Terremoti e modello di sviluppo al Sud
Ieri sera intorno alle 21 si è registrata una scossa nell’isola di Ischia a 5 kilometri di profondità. Due morti, 39 feriti nessuno di questo grave e 2600 nei comuni isolani di Casamicciola e Lacco Ameno. Molti palazzi crollati e l’ospedale a rischio inagibilità. Questi i primi risultati visibili di una scossa potente ma non distruttiva che, in teoria non avrebbe dovuto provocare ne danni di questa portata ne morti.
I soccorsi non tardano ad arrivare ed impediscono che qualche altra vita si spenga sotto le macerie di una tragedia sfiorata.

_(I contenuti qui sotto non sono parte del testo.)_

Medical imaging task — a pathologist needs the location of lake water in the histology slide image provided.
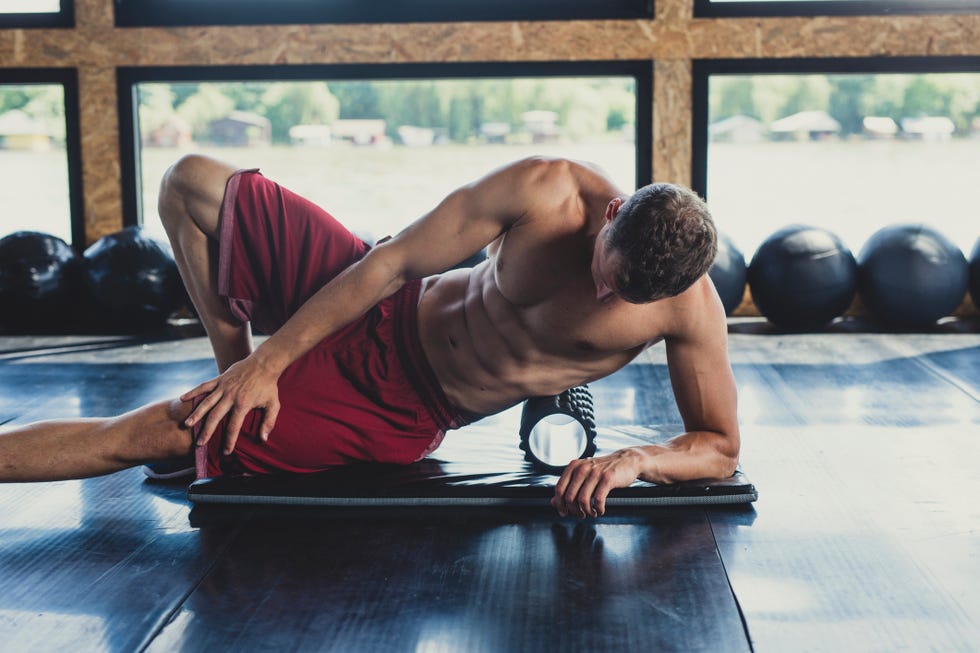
[0,139,980,258]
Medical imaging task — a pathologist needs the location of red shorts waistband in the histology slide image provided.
[393,279,482,431]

Questo, però, non basta a pulire le coscienze di tutti quei personaggi delle istituzioni che come al solito si sono affrettati a liquidare la questione con la solita retorica del “bisogna investire di più nella salvaguardia del territorio e per la prevenzione del rischio idrogeologico”. Primo tra tutti il nostro caro Ministro Delrio.
Nell’ultimo decennio sono stati anche fin troppo frequenti i casi di disastri e tragedie che si sarebbero potute evitare e che avrebbero dovuto funzionare quantomeno da insegnamento per una classe dirigente totalmente disinteressata alle sorti delle nostre vite. A L’Aquila come ad Amatrice gli abitanti pagano ancora oggi per le responsabilità di governi che nei fatti nulla hanno fatto per ridare dignità alle popolazioni interessate.
Quanto sta accadendo in questo ore ad Ischia ci sbatte nuovamente la triste è cruda realtà in faccia, perché, in questo caso, abbiamo l’esempio lampante della contraddizione che sta alla base di quanto accaduto. A fronte di un esagerato sviluppo del settore edilizio al servizio dell’industria del turismo locale, non si riscontrano adeguati investimenti in materia di prevenzione sismica, ne per le stesse strutture destinate all’erogazione di servizi per turisti, né tantomeno, cosa assai più grave, per le strutture sanitarie. Quelle presenti nell’isola, infatti, anche con una scossa di magnitudo 4.0, oggi rischiano la non agibilità.
Un economia legata mani e piedi alla pretesa di sviluppare il settore turistico ai massimi livelli possibili. Speculazione e abusivismo edilizio che non hanno tenuto conto della salvaguardia del territorio e delle condizioni già precarie di un isola che nel 1883 affronto un terremoto che portò con se 2313 vittime. Una gerarchia di priorità avallata da istituzioni locali e nazionali che mette in cima sfruttamento delle risorse e in fondo la vita e la dignità delle persone. Un modello di sviluppo che al Sud incentiva sempre più l’accumulazione di grossi imprenditori dell’industria dei rifiuti e del turismo e lascia cadere a pezzi scuole, case e ospedali.